If, before the disciplinary sanction is lifted, the employee receives another one, then the employer, for its part, can take two paths:

  1. Extend the validity period of the foreclosure;
  2. Terminate the employment relationship if there is a repeated violation.

The employer, for its part, has the right to prematurely remove a disciplinary sanction from an employee or shorten its duration. However, this does not apply to situations where, by decision of the employer, such a measure of influence as termination of the employment contract was applied to the offending employee.

In this case, the management of the enterprise issues a dismissal order, and the personnel employee makes a corresponding entry in the employee’s personal file and his work book. Unlike other measures of influence, dismissal is the only penalty that is recorded in the labor report.

If an employee does not agree with the dismissal or believes that it was carried out in violation of the current legislation, then he has the right to appeal to the labor dispute commission or court. By their decision, he can be reinstated. At the same time, after dismissal, disciplinary liability is actually removed and if the employee gets a job in the same company, but in a different position, then he is considered to have no penalties.

The right of the organization’s management to independently remove penalties

The right of the enterprise management to remove a penalty from an employee before the end of its validity period is enshrined in Part 2 of Article 194 of the Labor Code of the Russian Federation. This can happen if during this time the employee has established himself as a responsible employee, properly fulfilled his job duties, and did not violate labor regulations and work ethics.

It is not only the employer who can initiate the lifting of a disciplinary sanction. An employee who has received a disciplinary sanction has the right to contact the management of the enterprise with a request for advice. The worker’s immediate supervisor, as well as the trade union organization, can also petition for the removal of the punishment. However, the final decision on this issue is made only by the employer.
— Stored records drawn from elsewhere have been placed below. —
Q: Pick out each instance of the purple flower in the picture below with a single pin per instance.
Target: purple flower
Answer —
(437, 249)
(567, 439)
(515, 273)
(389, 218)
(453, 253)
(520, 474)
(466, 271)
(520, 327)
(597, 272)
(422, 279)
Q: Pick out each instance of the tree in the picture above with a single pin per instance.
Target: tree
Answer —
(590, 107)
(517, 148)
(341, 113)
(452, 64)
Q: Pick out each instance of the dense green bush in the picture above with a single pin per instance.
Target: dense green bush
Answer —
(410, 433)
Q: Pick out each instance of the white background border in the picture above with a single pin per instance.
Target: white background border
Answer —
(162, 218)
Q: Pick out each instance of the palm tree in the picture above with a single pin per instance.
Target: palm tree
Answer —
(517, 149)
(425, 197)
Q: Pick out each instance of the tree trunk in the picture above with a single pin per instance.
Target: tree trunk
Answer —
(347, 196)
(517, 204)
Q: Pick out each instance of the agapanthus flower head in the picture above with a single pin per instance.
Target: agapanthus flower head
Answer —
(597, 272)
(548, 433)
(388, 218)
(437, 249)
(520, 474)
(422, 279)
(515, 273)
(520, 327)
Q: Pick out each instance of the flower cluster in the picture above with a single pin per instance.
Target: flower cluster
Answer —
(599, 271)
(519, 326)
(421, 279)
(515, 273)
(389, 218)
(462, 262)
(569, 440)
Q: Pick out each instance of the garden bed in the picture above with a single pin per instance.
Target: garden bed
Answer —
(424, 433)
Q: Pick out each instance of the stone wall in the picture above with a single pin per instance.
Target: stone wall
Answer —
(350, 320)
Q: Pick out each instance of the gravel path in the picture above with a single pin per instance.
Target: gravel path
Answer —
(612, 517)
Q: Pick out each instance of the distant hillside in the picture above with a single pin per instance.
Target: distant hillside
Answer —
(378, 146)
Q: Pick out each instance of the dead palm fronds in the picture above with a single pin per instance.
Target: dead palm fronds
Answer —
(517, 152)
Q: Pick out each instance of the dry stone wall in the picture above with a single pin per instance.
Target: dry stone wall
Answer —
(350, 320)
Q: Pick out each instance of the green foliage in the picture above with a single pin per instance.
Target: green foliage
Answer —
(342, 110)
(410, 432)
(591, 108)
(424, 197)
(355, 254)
In accordance with the norms of the current labor legislation, the management of the enterprise has the opportunity only to shorten the duration of the disciplinary sanction, but not to increase it. Such a decision must be formalized by an order for the enterprise, which states from which employee the penalty is removed. Since this document does not have a unified form, it is drawn up in a free form or one that was adopted at a particular enterprise.

Consequences of expiration of a disciplinary sanction

Until the punishment imposed on the employee is lifted, the commission of a new offense may entail more serious consequences. In addition to extending the period of validity of the penalty, repeated disciplinary action in accordance with clause 5, part 1, article 81 of the Labor Code of the Russian Federation is a sufficient basis for terminating the employment relationship with the employee. In this case, the decision on the relevance of applying this type of disciplinary sanction is made by the employer based on the specifics of the offense committed. If the violation prevents the employee from further performing his job duties, he may be dismissed.
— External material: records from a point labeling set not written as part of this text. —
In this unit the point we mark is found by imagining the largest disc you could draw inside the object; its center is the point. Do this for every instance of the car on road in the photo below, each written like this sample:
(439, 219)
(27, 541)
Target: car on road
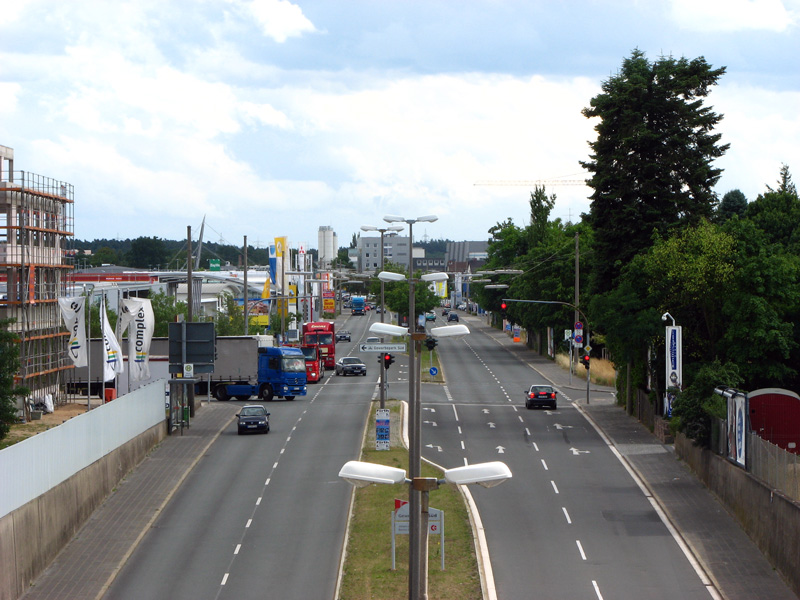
(541, 395)
(253, 418)
(350, 365)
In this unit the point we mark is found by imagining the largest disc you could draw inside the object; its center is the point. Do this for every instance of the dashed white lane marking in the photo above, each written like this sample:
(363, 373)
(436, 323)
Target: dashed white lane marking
(583, 554)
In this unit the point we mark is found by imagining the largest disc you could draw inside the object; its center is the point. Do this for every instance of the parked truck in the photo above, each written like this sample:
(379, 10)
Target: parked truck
(246, 367)
(358, 304)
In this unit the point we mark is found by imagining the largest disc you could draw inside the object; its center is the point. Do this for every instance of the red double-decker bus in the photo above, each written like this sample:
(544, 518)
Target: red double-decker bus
(321, 334)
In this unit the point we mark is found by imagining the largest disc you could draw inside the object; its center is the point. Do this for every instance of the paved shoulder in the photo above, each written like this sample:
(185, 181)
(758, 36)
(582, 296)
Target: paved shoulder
(90, 562)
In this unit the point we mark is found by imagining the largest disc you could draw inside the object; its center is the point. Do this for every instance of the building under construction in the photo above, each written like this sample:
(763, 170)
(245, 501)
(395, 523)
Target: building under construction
(36, 233)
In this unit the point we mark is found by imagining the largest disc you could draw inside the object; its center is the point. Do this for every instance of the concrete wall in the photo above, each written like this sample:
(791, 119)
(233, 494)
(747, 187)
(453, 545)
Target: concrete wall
(32, 535)
(770, 519)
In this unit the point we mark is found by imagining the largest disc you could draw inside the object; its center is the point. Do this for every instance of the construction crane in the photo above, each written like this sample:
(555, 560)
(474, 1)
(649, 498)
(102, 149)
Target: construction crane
(531, 182)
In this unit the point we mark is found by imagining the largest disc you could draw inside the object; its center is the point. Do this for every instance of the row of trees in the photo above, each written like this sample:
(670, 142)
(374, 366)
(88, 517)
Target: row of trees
(657, 239)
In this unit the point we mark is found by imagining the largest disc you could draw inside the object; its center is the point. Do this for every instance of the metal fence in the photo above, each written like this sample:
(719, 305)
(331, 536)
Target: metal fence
(775, 466)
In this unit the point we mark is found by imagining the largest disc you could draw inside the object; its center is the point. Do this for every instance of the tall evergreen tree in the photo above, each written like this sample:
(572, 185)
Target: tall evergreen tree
(651, 163)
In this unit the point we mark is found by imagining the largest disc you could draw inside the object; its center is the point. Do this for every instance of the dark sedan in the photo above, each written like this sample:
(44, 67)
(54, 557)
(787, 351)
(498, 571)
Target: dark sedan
(350, 365)
(540, 395)
(253, 417)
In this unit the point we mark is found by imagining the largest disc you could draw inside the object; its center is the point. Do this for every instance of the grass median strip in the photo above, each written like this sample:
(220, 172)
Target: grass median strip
(368, 570)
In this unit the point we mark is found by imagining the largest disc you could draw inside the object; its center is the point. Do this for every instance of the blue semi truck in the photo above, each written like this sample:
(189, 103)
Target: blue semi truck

If a repeated offense was not committed, then upon expiration of the penalty period it will be lifted. Since a record of its imposition is made only in the worker’s personal file, no additional paperwork is required in this case, unlike in cases of early removal of a punishment. In such situations, the management of the enterprise issues an appropriate order for the enterprise.
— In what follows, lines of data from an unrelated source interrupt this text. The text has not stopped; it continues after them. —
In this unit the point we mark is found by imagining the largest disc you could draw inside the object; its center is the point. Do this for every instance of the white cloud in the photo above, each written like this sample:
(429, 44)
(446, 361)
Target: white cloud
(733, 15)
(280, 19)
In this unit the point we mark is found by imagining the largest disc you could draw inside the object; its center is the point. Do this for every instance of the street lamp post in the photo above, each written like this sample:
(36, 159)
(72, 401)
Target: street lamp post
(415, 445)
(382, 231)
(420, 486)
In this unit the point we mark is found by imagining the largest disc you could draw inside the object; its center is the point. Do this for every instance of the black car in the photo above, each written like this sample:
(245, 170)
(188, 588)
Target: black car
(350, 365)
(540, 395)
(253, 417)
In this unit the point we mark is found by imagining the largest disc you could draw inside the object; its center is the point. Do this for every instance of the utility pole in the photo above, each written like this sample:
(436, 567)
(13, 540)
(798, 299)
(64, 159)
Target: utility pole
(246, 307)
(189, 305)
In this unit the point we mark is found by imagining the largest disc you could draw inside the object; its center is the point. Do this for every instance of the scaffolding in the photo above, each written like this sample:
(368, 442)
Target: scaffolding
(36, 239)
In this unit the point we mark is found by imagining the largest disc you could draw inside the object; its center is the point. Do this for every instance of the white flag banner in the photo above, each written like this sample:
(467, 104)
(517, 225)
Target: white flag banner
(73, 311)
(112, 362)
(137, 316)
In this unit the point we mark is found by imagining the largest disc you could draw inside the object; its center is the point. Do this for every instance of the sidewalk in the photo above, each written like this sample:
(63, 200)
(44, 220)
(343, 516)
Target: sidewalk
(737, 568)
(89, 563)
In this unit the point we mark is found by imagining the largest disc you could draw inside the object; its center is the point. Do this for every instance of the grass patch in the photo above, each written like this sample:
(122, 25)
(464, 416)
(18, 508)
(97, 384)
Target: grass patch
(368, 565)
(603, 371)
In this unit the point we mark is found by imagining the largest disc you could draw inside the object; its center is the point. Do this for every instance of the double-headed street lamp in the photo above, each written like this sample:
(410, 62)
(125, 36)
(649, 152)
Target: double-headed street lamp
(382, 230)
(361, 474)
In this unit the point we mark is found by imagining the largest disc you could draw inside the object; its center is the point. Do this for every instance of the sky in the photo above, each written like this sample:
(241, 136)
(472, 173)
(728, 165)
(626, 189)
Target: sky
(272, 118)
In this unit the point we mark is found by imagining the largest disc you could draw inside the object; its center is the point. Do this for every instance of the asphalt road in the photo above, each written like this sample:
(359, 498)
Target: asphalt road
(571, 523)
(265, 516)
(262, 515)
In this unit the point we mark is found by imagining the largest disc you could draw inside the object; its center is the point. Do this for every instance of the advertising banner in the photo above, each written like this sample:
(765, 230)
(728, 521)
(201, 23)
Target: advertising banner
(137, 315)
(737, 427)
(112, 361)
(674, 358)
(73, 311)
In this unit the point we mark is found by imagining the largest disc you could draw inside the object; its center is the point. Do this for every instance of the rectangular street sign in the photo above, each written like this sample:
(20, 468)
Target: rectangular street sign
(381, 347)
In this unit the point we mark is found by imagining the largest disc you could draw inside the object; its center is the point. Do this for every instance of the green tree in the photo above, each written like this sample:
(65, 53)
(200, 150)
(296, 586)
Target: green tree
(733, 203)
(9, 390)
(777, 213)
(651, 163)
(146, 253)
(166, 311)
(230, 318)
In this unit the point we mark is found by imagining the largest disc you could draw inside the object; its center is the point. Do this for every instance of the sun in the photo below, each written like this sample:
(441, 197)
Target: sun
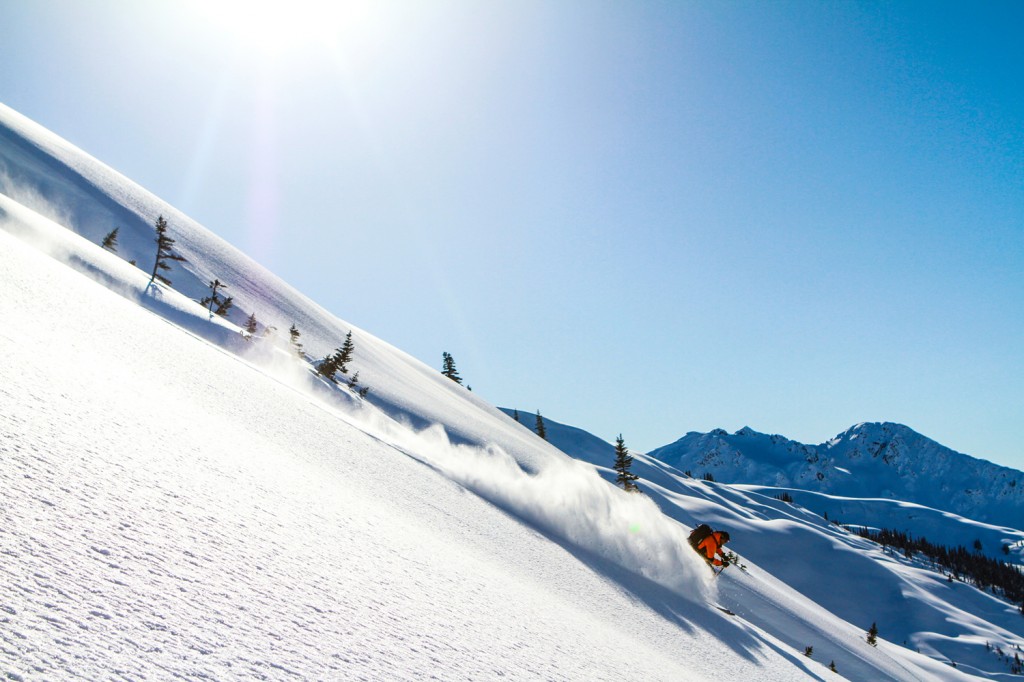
(278, 27)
After the end of the disciplinary sanction imposed on the employee, consequences for repeated misconduct cannot be applied to him (for example, dismissal under clause 5, part 1, article 81 of the Labor Code of the Russian Federation). However, the presence of lifted penalties may be taken into account when determining the type of disciplinary punishment for subsequent violations of labor discipline or other offenses.

If other measures of influence not provided for by the Labor Code of the Russian Federation were applied to the employee, then the procedure for their imposition and the period of validity may differ. It is established in the relevant industry regulations or constituent documents of a particular enterprise.